Performance drop x10 if `missing` used or two values returned from function

Hi, while doning GARCH fitting I discovered strange performance drop:

Case 1 Returning two values instead of one is x10 times slower 1.5ms vs 23μs. See place marked with CHANGE1. Is that a known issue and should not be used?

Case 2 The missing values slows down by x10 1.5ms vs 5μs see place marked with CHANGE2. It seems like a known issue, what’s the best workaround, using NaN or special float values?

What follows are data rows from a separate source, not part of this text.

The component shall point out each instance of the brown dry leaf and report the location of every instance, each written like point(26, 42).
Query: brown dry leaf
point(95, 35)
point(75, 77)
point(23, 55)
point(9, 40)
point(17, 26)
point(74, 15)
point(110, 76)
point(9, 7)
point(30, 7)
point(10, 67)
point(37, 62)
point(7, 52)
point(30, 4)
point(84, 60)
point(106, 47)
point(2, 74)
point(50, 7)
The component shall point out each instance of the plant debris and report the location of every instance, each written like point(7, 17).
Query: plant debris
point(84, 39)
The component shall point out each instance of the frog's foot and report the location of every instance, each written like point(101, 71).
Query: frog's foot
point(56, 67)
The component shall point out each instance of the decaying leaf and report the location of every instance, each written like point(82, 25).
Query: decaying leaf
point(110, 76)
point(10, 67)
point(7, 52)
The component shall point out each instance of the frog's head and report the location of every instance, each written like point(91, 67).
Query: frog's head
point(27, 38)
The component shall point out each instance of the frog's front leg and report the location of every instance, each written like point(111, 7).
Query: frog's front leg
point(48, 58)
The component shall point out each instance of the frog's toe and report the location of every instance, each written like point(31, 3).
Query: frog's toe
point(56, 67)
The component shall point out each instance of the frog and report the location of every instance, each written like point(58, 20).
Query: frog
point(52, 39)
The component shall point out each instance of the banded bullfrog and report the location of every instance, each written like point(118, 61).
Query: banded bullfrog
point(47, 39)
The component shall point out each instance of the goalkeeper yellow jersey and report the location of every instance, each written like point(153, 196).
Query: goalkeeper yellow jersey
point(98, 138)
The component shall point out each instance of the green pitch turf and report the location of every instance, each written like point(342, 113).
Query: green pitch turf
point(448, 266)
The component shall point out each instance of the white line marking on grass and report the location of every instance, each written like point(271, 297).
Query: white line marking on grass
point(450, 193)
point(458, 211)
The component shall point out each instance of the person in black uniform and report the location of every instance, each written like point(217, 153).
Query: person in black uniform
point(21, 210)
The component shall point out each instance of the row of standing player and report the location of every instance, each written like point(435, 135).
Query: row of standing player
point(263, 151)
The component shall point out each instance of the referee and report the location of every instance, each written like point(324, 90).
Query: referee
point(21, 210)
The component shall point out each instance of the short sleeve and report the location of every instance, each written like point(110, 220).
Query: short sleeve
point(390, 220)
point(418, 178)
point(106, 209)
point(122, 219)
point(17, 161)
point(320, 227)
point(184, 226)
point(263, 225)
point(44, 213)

Case 3 The multi method is x1.5 slower than simple method. I assumed compiler would optimise it into same code, but it’s not.

The Benchmark for Case 1, 2

using Distributions, BenchmarkTools

struct SimpleVol end

@inline predict_explicit(Q, prev, r) = begin
  d = r - Q.μ
  y = sqrt(d*d + 1e-6)

  v = Q.α*y + (1-Q.α)*prev.v

  (; v), 0.0
  # (; v) # CHANGE1
end

vol_llh_explicit(T, Q, rs) = begin
  n = length(rs)
  l = findfirst(!ismissing, rs)
  state = (; v=abs(rs[l]))
  for t in max(l, 2):n
    rs[t] === missing && continue
    state, _ = predict_explicit(Q, state, rs[l])
    # state = predict_explicit(Q, state, rs[l]) # CHANGE1
  end
end;

returns = rand(Normal(0, 0.015), 10_000);

isweekend(i) = (mod(i,7) == 6) || (mod(i,7) == 0);
returns2 = [isweekend(i) ? missing : returns[i] for i in 1:length(returns)];

# Warmup
vol_llh_explicit(SimpleVol, (α = 0.048, μ = 0.0004, ν = 4.203), returns2)

# Bench
println("Explicit Method")
@benchmark vol_llh_explicit(SimpleVol, (α = 0.048, μ = 0.0004, ν = 4.203), returns2)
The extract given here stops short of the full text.